How do you continue to learn? How do you think working with modular has helped with the process of learning the synthesis?
Richard Devine: I would not be here today, had it not been for modular synthesis. For me, it was the basic beginnings of sound design. I work as a sound designer full time. A lot of what I do, the basic fundamentals of sound-shaping, filtering, amplitude modulation, FM modulation, white noise, pink noise, random voltages, reverb. All these things, I learned very early on.
When I got my first synth, one of the first synths I learned all this, was an ARP 2600. It has three oscillators, it has a multiple section so you could multiply signals. I learned about all these basic concepts about, “Oh, what does a square wave do? What does a sine wave do? What does each one of these…” You could bring the faders up and learn about what each module did by themselves, or you could bring all the faders up at the same time and understand how each block works together. Or you could patch them separately, so it was what I call a semi-modular synthesizer. You had the ability to use a complete system or you could separate the modules and learn what everything does by itself.
James Patrick: I had a profound realization that I’ve made in the last 10-plus years of teaching electronic music. There’s a gradient between music production, which is making sounds that people want to hear for a particular function, and then artistry — that is, creating for the sake of creation. I think the best person has both sides of that brain, if you will. But in the end, in the pursuit of a lot of this modular componentry elemental stuff comes from the more artist side of the approach. You have to let go of the “I’m trying to make that sound I heard in that track right now.” You have to let go of that and even sometimes let go of tempo and key signature and everything. In fact when you do you unlock a huge part of your brain.
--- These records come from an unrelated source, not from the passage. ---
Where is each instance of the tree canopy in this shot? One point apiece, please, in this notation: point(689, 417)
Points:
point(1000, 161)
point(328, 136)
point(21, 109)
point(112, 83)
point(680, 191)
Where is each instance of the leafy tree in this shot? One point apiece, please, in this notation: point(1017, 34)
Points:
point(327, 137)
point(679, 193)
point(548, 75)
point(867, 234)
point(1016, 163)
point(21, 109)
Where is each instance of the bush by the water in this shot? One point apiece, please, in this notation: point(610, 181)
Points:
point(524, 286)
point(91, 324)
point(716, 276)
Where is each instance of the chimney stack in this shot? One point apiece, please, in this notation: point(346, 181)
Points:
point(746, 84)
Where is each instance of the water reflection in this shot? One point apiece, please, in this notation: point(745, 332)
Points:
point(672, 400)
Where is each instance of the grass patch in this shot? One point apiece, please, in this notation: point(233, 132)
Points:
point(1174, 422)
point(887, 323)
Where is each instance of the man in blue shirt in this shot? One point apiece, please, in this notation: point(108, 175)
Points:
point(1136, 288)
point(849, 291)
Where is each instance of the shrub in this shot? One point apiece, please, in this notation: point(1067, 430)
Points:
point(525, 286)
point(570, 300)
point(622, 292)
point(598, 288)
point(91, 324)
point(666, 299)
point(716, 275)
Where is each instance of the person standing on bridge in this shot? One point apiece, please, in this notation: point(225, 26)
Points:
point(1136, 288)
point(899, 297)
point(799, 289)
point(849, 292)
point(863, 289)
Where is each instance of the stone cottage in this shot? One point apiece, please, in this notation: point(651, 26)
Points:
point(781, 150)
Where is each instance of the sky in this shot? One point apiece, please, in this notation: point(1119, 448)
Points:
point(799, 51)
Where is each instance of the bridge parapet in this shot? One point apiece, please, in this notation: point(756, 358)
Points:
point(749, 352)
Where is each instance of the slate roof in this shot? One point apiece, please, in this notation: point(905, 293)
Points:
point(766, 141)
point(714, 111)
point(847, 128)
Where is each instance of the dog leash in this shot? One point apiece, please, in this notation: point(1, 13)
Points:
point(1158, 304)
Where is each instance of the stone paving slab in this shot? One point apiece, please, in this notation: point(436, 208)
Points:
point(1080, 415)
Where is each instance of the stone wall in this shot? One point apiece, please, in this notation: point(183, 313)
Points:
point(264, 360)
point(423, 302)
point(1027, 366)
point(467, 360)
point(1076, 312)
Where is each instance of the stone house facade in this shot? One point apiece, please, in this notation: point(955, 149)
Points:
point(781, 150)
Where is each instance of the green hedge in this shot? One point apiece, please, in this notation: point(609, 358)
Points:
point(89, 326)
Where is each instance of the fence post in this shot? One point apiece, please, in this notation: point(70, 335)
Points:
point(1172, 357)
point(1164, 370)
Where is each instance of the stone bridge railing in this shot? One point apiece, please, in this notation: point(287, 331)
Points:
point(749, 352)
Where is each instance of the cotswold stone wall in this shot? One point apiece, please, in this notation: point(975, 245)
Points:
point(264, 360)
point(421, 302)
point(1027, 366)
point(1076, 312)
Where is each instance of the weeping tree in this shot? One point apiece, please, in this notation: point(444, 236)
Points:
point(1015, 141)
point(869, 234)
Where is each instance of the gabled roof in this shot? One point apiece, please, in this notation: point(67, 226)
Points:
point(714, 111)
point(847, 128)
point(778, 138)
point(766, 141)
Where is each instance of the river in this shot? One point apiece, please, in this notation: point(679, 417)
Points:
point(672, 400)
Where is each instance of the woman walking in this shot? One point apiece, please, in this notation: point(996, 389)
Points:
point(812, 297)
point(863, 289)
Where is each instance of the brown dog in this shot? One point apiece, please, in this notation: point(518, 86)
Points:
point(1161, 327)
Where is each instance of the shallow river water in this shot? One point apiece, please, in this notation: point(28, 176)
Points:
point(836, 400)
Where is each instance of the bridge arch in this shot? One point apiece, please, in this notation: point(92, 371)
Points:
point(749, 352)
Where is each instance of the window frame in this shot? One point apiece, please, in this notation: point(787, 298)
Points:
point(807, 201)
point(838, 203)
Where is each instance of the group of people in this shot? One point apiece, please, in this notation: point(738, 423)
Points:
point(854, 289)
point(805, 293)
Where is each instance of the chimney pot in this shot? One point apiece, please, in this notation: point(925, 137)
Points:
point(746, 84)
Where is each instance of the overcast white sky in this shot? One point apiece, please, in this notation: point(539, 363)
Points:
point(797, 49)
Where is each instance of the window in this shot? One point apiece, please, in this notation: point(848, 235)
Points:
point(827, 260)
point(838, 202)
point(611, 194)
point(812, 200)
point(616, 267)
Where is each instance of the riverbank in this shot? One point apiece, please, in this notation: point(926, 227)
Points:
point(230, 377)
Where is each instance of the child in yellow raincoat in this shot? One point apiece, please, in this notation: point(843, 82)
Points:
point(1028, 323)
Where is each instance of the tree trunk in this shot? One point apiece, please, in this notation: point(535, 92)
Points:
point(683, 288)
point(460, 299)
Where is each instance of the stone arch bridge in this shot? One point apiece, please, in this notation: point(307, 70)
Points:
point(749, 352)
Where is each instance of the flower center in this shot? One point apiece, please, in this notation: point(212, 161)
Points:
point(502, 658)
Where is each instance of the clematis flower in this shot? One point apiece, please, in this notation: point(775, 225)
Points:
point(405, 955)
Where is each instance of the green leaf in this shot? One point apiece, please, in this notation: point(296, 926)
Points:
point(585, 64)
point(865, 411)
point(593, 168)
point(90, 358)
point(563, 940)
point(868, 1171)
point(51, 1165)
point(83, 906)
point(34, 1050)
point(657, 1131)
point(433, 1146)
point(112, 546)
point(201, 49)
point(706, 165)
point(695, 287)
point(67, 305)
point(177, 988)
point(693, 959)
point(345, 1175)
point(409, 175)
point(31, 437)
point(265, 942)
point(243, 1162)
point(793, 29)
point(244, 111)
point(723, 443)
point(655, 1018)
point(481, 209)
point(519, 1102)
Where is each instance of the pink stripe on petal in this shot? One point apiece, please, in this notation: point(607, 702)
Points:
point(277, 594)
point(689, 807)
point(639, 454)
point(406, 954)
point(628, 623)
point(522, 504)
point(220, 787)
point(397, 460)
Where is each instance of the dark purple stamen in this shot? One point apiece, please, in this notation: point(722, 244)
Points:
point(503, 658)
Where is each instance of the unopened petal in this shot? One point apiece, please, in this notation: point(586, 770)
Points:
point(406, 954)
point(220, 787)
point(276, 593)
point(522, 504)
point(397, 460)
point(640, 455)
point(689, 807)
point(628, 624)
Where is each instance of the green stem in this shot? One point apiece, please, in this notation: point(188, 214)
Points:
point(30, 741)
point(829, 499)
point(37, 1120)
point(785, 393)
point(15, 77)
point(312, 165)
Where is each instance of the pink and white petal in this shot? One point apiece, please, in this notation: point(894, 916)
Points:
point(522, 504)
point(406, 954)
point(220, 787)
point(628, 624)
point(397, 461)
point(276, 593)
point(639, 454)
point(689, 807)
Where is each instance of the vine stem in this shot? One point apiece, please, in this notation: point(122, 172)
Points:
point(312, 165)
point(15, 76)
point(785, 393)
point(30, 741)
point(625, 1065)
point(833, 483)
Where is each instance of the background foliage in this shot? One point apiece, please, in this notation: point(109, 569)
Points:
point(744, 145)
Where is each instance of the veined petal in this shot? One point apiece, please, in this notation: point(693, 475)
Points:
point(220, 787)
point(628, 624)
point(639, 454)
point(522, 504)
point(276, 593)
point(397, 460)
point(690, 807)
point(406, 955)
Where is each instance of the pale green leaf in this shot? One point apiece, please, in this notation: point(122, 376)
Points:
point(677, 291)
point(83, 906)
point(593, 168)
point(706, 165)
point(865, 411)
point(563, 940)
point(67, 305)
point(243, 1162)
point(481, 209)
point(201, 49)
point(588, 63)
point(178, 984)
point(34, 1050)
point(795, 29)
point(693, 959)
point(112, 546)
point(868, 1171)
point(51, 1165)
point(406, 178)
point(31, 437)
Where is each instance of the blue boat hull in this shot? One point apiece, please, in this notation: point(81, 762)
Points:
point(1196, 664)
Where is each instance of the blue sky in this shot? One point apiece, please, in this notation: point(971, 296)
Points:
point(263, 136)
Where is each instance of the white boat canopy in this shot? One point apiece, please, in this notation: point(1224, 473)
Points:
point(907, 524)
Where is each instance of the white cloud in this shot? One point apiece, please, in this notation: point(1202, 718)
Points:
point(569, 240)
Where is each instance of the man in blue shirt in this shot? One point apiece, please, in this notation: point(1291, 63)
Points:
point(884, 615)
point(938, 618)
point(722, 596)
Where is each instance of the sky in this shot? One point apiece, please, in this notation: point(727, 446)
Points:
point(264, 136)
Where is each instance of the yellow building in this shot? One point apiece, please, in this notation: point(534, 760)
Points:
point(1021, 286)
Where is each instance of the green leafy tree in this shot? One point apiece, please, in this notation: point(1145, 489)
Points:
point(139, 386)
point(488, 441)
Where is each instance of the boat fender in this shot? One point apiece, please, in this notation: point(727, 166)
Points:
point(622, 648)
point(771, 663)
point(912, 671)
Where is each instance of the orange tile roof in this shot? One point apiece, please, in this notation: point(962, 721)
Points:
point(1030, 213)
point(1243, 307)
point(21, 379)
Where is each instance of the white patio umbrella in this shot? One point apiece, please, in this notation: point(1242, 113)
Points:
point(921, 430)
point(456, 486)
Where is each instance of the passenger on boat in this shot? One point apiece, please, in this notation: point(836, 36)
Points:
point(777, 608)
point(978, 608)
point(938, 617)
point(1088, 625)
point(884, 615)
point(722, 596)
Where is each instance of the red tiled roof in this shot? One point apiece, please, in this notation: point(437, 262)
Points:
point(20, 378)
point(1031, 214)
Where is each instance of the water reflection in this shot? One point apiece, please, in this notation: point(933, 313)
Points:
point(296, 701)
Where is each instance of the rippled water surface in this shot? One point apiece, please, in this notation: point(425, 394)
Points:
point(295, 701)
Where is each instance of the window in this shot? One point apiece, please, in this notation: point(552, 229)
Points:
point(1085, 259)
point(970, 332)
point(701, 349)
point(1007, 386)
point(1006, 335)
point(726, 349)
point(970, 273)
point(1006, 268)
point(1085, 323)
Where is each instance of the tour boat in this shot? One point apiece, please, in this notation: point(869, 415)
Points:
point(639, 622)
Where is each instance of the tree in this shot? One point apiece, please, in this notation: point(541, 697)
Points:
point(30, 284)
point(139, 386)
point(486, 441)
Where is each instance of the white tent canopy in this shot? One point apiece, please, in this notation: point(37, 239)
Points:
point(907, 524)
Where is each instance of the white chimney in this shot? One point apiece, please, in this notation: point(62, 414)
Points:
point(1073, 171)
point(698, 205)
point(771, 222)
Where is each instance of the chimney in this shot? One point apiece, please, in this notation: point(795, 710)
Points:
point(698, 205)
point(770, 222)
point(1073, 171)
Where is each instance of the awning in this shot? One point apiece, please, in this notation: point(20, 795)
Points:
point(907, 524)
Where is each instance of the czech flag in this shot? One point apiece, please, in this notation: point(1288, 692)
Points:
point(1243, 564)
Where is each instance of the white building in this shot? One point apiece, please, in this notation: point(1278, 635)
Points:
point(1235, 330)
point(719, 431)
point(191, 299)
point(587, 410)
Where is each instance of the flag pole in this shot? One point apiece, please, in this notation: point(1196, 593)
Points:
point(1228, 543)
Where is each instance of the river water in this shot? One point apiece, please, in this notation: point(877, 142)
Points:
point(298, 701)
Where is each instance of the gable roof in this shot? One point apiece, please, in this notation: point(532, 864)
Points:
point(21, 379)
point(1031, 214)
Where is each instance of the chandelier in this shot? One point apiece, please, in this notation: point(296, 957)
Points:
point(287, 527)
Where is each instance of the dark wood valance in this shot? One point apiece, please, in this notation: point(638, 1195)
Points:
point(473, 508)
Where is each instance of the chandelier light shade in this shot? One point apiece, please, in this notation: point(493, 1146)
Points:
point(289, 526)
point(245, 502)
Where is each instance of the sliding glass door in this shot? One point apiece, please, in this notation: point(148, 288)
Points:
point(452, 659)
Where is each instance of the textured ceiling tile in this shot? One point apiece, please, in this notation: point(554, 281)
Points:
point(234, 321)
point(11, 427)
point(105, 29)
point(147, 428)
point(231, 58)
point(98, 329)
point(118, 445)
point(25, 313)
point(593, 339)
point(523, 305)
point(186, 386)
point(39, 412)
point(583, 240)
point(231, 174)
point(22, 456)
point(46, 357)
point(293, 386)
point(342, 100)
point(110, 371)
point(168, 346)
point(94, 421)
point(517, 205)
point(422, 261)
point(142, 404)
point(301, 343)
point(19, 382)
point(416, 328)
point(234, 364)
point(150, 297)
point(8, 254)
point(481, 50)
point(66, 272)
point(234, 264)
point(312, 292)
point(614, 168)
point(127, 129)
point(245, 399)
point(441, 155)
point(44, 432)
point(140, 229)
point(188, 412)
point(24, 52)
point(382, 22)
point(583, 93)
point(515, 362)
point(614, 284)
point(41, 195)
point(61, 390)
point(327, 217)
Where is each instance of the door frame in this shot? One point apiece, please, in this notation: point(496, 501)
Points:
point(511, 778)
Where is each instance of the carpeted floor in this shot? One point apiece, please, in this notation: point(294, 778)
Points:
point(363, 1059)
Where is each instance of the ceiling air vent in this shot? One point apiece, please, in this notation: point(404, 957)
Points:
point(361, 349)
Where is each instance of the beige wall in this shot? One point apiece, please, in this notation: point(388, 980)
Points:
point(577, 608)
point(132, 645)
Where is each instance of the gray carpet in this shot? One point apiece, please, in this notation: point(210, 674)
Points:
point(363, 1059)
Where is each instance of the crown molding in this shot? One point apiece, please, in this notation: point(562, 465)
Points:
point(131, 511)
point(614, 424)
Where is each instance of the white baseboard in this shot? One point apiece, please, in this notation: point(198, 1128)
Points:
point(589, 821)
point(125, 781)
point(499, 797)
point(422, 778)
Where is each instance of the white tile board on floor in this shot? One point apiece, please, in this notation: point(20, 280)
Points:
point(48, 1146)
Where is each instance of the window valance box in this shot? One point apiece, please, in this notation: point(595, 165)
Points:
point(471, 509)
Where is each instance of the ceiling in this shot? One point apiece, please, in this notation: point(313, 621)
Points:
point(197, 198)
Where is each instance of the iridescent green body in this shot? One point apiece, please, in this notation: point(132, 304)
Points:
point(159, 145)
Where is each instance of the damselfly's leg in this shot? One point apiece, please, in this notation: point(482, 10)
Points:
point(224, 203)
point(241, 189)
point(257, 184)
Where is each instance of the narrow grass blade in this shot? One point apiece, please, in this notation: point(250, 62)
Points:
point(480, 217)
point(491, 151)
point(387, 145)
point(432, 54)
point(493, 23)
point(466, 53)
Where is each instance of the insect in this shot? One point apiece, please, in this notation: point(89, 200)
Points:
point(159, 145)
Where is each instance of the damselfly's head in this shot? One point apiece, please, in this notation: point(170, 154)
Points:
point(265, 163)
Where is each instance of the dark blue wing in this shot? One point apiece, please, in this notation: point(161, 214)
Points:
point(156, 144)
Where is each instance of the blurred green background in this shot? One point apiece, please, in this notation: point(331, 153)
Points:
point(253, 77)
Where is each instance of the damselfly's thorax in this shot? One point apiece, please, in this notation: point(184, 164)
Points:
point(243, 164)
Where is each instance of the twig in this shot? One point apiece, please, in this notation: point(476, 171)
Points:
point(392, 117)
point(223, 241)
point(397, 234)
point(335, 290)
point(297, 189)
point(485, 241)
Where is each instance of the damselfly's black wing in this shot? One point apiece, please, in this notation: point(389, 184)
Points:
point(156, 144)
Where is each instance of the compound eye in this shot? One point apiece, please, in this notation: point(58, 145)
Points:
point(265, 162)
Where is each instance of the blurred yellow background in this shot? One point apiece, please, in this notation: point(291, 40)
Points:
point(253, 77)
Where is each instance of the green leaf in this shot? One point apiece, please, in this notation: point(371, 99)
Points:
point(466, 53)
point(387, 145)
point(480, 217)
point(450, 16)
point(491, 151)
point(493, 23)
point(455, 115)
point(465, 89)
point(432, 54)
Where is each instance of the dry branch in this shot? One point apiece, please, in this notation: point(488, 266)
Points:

When you’re building things from the ground up you get rid of that top-down “Looking for the recipe card” kind of idea. When I walk into the kitchen and I have to grab a recipe card I feel like I’m wearing handcuffs as far as being an artist is concerned.
When I can go in there and be like, “I know right where the cilantro is and I got the tortillas and I’m just going to improvise,” I feel a lot more connected with the content and I think that therefore, working on a componentry and elemental level like this solves a great problem in the world of electronic music artistry or production.
For people who are getting started a big problem is endless options. They end up like…they’re like, “Dude, I’m not just cooking with cilantro, tortillas, and fish and olive oil or whatever. They have every ingredient in the world.”
Richard Devine: I call it option anxiety. I have that every time I look at my plugin folder. I’m like, “I have 1859…”
James Patrick: I have that every time I look at your Vimeo page.
James Patrick: For me I think that it’s insanely liberating being able to get rid of many options and be like, “I’m starting with the oscillator and I’m going to figure out how to key-track that.” It’s the most simple function ever. Once you have a relationship with that, though, you start building on it and you start to really learn how to improvise and express yourself.
Jimi Hendrix wasn’t thinking, “G, E, F.” He just figured out how to communicate through the thing and that happens with the intimacy. This is what I said earlier today too, is when you look at a modular system at first you’re like, “Oh my God, you must have to have a PhD to even touch that thing. But at the same token, flip that thing around. It’s extremely simple elementally and if you understand the way voltage works and the way vibration and harmonics work, you approach that and you can now start to build things that are entirely yours.